Course designer Michel Vaillancourt, Canada’s Olympic show jumping silver medalist from 1976, had created superb tracks for Upperville’s FEI classes. In Sunday’s Classic, six went clear in the first round, but FEI rules brought the top eight back for the jump-off with a time allowed of 51 seconds. Vale went fifth, laying down a fast clear with Finou 4 for first in 37.200, leaving out strides where no one else had, saving time.

Mexico’s Eugenio Garza Perez, 19 years old, with Bariano, owned by El Milagro, took what he learned watching Vale’s round and to shave more increments to zip into first on 36.850. Paul O’Shea (IRE) went all out, carving such an uber-tight turn to the oxer-vertical combination in the middle that NLF Favorite slammed on the brakes and refused. O’Shea, secure in 8th place, opted to retire.

Up last was Adam Prudent (FRA), who grew up in Middleburg, the summertime base for his parents, Katie (Monahan) and Henri Prudent, and their Plain Bay Sales. Prudent and Vasco put in a great round in 37.550 for third place. “We came close – he’s such a fabulous horse, a good old boy,” said Prudent. “He was great. I am very happy with where I finished and very happy to be here.”

The winner admitted that they had heard only good things about Upperville, and the FEI classes provided extra incentive to check it out. “I could not speak more highly about this horse show,” said Garza Perez. “It’s an absolutely amazing horse show, the facility’s great. The organizers did an amazing job, and the footing is top. Bariano’s a really strong horse and he gives it his all. The course rode really nice, had a lot of questions in it and options – one of the biggest tracks I’ve jumped with him, so to have this result was really special.”

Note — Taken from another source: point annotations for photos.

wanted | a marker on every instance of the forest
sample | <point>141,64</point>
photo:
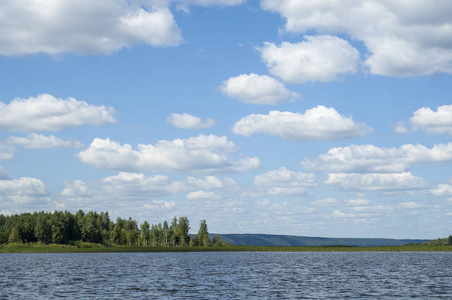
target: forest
<point>84,229</point>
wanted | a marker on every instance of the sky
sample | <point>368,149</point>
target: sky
<point>314,118</point>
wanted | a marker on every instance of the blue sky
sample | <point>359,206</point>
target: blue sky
<point>312,118</point>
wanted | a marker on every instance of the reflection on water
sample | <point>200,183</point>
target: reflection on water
<point>246,275</point>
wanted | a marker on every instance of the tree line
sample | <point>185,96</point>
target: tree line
<point>440,241</point>
<point>73,229</point>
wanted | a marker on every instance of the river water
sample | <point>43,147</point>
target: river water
<point>226,275</point>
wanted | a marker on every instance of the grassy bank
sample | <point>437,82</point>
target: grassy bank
<point>93,248</point>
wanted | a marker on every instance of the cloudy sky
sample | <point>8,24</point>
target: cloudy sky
<point>317,118</point>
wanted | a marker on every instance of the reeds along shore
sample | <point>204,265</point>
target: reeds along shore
<point>40,248</point>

As for Vale, his two wins and second in FEI classes, added to prize money from other jumper classes, earned him the Leading Jumper Rider Award.

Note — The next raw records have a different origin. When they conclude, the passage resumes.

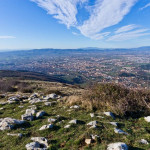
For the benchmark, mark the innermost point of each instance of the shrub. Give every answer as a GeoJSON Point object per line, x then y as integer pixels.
{"type": "Point", "coordinates": [118, 99]}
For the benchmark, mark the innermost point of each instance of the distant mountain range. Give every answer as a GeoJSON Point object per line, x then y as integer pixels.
{"type": "Point", "coordinates": [78, 49]}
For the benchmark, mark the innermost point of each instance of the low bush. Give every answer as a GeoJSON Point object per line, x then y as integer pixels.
{"type": "Point", "coordinates": [118, 99]}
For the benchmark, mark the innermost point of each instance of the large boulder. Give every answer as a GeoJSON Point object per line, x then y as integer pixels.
{"type": "Point", "coordinates": [147, 118]}
{"type": "Point", "coordinates": [40, 143]}
{"type": "Point", "coordinates": [40, 114]}
{"type": "Point", "coordinates": [109, 114]}
{"type": "Point", "coordinates": [29, 114]}
{"type": "Point", "coordinates": [119, 131]}
{"type": "Point", "coordinates": [49, 126]}
{"type": "Point", "coordinates": [41, 140]}
{"type": "Point", "coordinates": [9, 123]}
{"type": "Point", "coordinates": [117, 146]}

“You know, we tried,” said Vale, following the Upperville Jumper Classic. “I’ve had Finou for just a year now. He’s a sensitive-minded horse, and he’s really starting to settle and trust me in his training and it’s starting to pay off in the ring. Physically, he has so much ability. He jumps big fences. He’s got a huge stride. At the same time, he’s very elastic. You can add a stride, you can leave two out, so physically he’s got a lot of tools and now the brain’s starting figure it all out. He’s been going really well. He jumped awesome here. I’m excited about him.”

As the other reporters moved off to gather quotes for their stories, Vale added, “You know, people have been so amazing. They dropped off bags of stuffed animals for my daughter, little children’s bedding – truly, we lost so much of that stuff. Her collection – it’s only been two and a half years in the making, but it was a heck of a collection. People have just been so generous and so supportive – it’s just been… The horse community is not a large community, but it’s generous and I certainly appreciate everything everyone’s done to help us.”

Next year, one special week in June: join the community and enjoy Upperville.